Day 2 of our 3 days in Amritsar begins leisurely. We have nowhere to be until the afternoon when we’ll check out the Wagah Border Closing ceremony on the border with Pakistan. I had hoped to do a day trip to Lahore in Pakistan as it’s generally considered safe for tourists, but Maggie said she wasn’t going anywhere ‘dangerous’ until she paid off all her student loans. Then she would go wherever I would lead. But until then, we’ll have to go shopping and sightseeing in Amritsar instead.
Our first stop was Jallianwala Bagh, the site of the Amritsar Massacre. Back in 1919 during British rule of India, the British Army fired on a large group of peaceful protesters. The park is walled in so they had nowhere to go. The army mainly focused it’s fire on the exits as people were fleeing. Many Indians jumped into the well to escape the gunfire. British numbers say 320 were killed, but Indians estimate the number at over a thousand. Today, this place is a lovely park where locals spend time and relax.
This massacre is believed to have been a step in the direction of an independent India.
As we left the park and wandered around the shops, we came across one selling all sorts of jutti’s, Punjabi shoes that can be worn on either foot. They were so beautifully decorated so of course we had to stop and buy some!
We all left with at least one pair, I got those greenish blue ones above to the right, but knowing how inexpensive they were and how pretty, I wish I would have bought another pair or two.
By this point, all the sightseeing and shopping had us starving. We found a place called Brother’s Dhara, which had come highly recommended by our local friends and stopped for lunch and a rest. Then we went back to the hotel to get ready to catch a shuttle to the Pakistani border.
It’s so interesting to see the stark contrasts between the two nations. On the Indian side, there’s crowds of people dancing in the street, loud music playing and a very joyful atmosphere. On the Pakistani side, men sit on one side, women and children on the other. There are a lot less of them, and they are very quite. But both sides fly their countries flag with pride, and the whole event is quite harmonious, especially for two countries that otherwise don’t get along.
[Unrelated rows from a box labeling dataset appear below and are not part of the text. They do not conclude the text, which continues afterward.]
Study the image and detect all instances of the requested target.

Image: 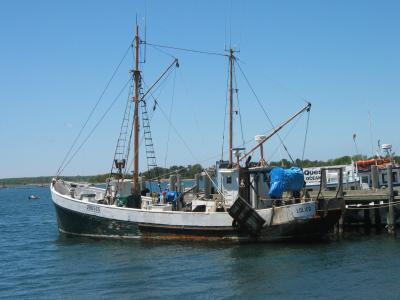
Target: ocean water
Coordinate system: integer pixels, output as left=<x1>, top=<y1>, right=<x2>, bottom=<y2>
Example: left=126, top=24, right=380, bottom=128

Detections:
left=0, top=187, right=400, bottom=299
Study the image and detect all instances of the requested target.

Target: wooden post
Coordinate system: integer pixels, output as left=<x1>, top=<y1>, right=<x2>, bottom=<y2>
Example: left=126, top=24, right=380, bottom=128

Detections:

We are able to get pretty decent seats to see the proceedings, and after the crowd dies down, the ceremony begins with a call and repeat by the guards on both sides of the gate.
Then the gates are opened and the soldiers on both sides do a series of quick marches up and down the street. A lot is happening, but we’re not really sure what it all means. It’s full of pomp and circumstance, and really cool to see how similar the Pakistani guards look.
Soon, it’s time to lower the flags. Once again, it’s a very harmonious ceremony, making you forget about the tensions between these two countries.
After the flags are down and folded up for the evening, the guards marched off and the gates were officially closed for the night. This is the point where we’re all allowed to leave our seats and take pictures.
It’s a really enjoyable ceremony to watch and I hope to return someday and actually visit Lahore.